We report the results of a series of experiments designed to determine the effects of ibandronate (Ibn) and risedronate (Ris) on a number of bone quality parameters in aged osteopenic rats to explain how bone material and bone mass may be affected by the dose of bisphosphonates (BP) and contribute to their anti-fracture efficacy. Eighteen-month old female rats underwent either ovariectomy or sham surgery. The ovariectomized (OVX) groups were left untreated for 2 months to develop osteopenia. Treatments started at 20 months of age as follows: sham and OVX control (treated with saline), OVX + risedronate 30 and 90 (30 or 90 microg/kg/dose), and OVX + ibandronate 30 and 90 (30 or 90 microg/kg/dose). The treatments were given monthly for 4 months by subcutaneous injection. At sacrifice at 24 months of age the 4th lumbar vertebra was used for microCT scans (bone mass, architecture, and degree of mineralization of bone, DMB) and histomorphometry, and the 6th lumbar vertebra, tibia, and femur were collected for biomechanical testing to determine bone structural and material strength, cortical fracture toughness, and tissue elastic modulus. The compression testing of the vertebral bodies (LVB6) was simulated using finite-element analysis (FEA) to also estimate the bone structural stiffness. Both Ibn and Ris dose-dependently increased bone mass and improved vertebral bone microarchitecture and mechanical properties compared to OVX control. Estimates of vertebral maximum stress from FEA were correlated with vertebral maximum load (r=0.5, p<0.001) and maximum stress (r=0.4, p<0.005) measured experimentally. Tibial bone bending modulus and cortical strength increased compared to OVX with both BP but no dose-dependent effect was observed. DMB and elastic modulus of trabecular bone were improved with Ibn 30 compared to OVX but were not affected in other BP-treated groups. DMB of tibial cortical bone showed no change with BP treatments. The fracture toughness examined in midshaft femurs did not change with BP even with the higher doses. In summary, the anti-fracture efficacy of BP is largely due to their preservation of bone mass and while the higher doses further improve the bone structural properties do not improve the localized bone material characteristics such as tissue strength, elastic modulus, and cortical toughness.

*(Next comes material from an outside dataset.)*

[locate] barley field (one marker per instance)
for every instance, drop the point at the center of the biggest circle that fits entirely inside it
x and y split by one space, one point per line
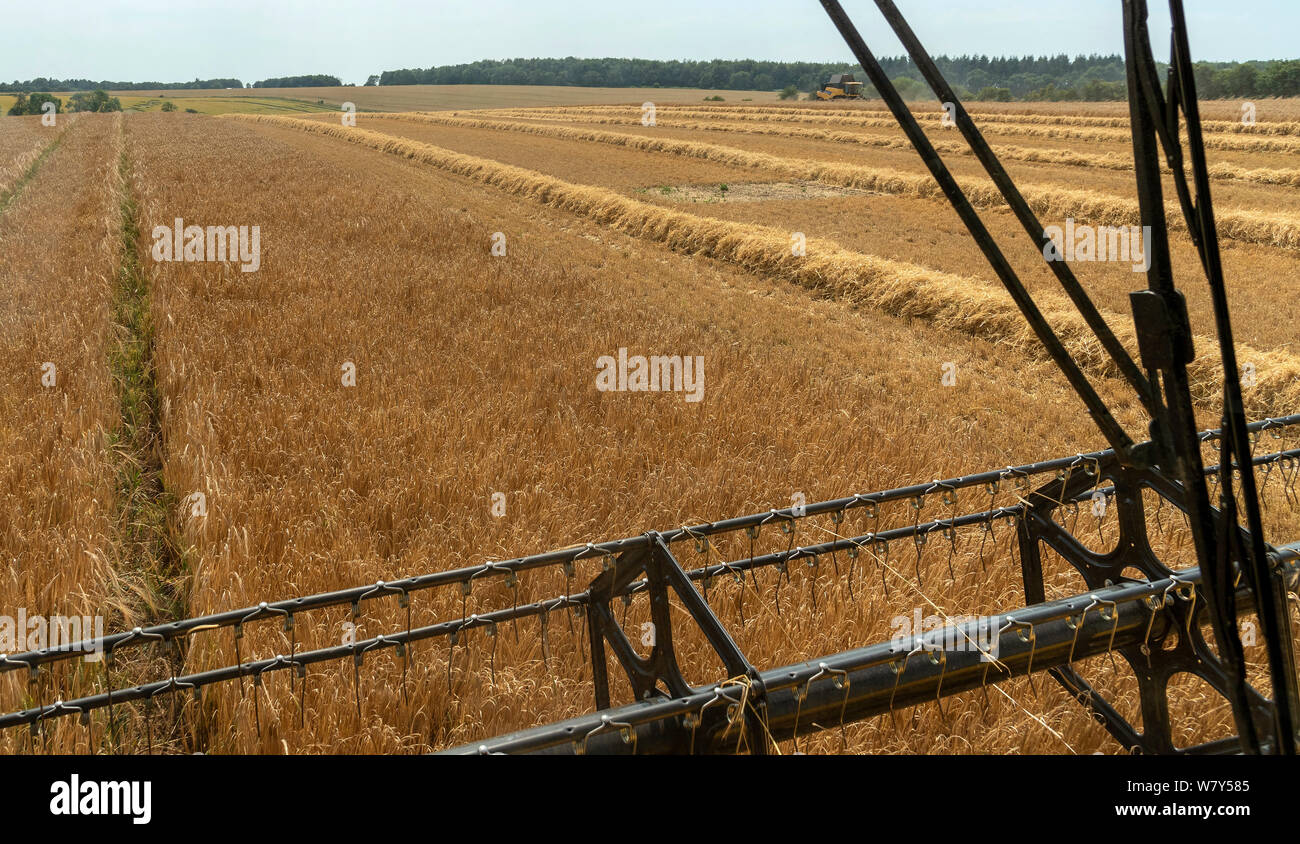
404 381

我们报告了一系列旨在确定伊班膦酸盐(Ibn)和利塞膦酸盐(Ris)对许多骨质量参数的影响的实验结果,以解释骨材料和骨量如何受到双膦酸盐(BP)剂量的影响,并有助于解释其抗骨折功效。 18 个月大的雌性大鼠接受了卵巢切除术或假手术。卵巢切除术(OVX)组未经治疗 2 个月以发展为骨质疏松症。治疗于 20 个月龄开始,如下所示:假手术和 OVX 对照(用生理盐水治疗),OVX +利塞膦酸盐 30 和 90(30 或 90μg/kg/剂量),以及 OVX +伊班膦酸盐 30 和 90(30 或 90μg/kg/剂量)。每月通过皮下注射给药一次,共 4 个月。在 24 个月龄时处死,使用第 4 腰椎进行 microCT 扫描(骨量、结构和骨矿化程度,DMB)和组织形态计量学,以及第 6 腰椎、胫骨和股骨进行生物力学测试,以确定骨结构和材料强度、皮质骨折韧性和组织弹性模量。使用有限元分析(FEA)模拟椎体的压缩测试(LVB6),还估计骨结构刚度。与 OVX 对照组相比,伊班膦酸盐和利塞膦酸盐剂量依赖性地增加了骨量,并改善了椎体骨微结构和机械性能。FEA 估计的椎体最大应力与椎体最大载荷(r=0.5,p<0.001)和最大应力(r=0.4,p<0.005)呈正相关。与 OVX 相比,胫骨骨弯曲模量和皮质强度均随两种 BP 而增加,但未观察到剂量依赖性影响。与 OVX 相比,伊班膦酸盐 30 可改善小梁骨的 DMB 和弹性模量,但其他 BP 治疗组无变化。胫骨皮质骨的 DMB 随 BP 治疗无变化。即使使用较高剂量,BP 也不会改变股骨干中段的断裂韧性。总之,BP 的抗骨折功效主要归因于其对骨量的保护,而较高剂量进一步改善了骨结构特性,但并未改善组织强度、弹性模量和皮质韧性等局部骨材料特性。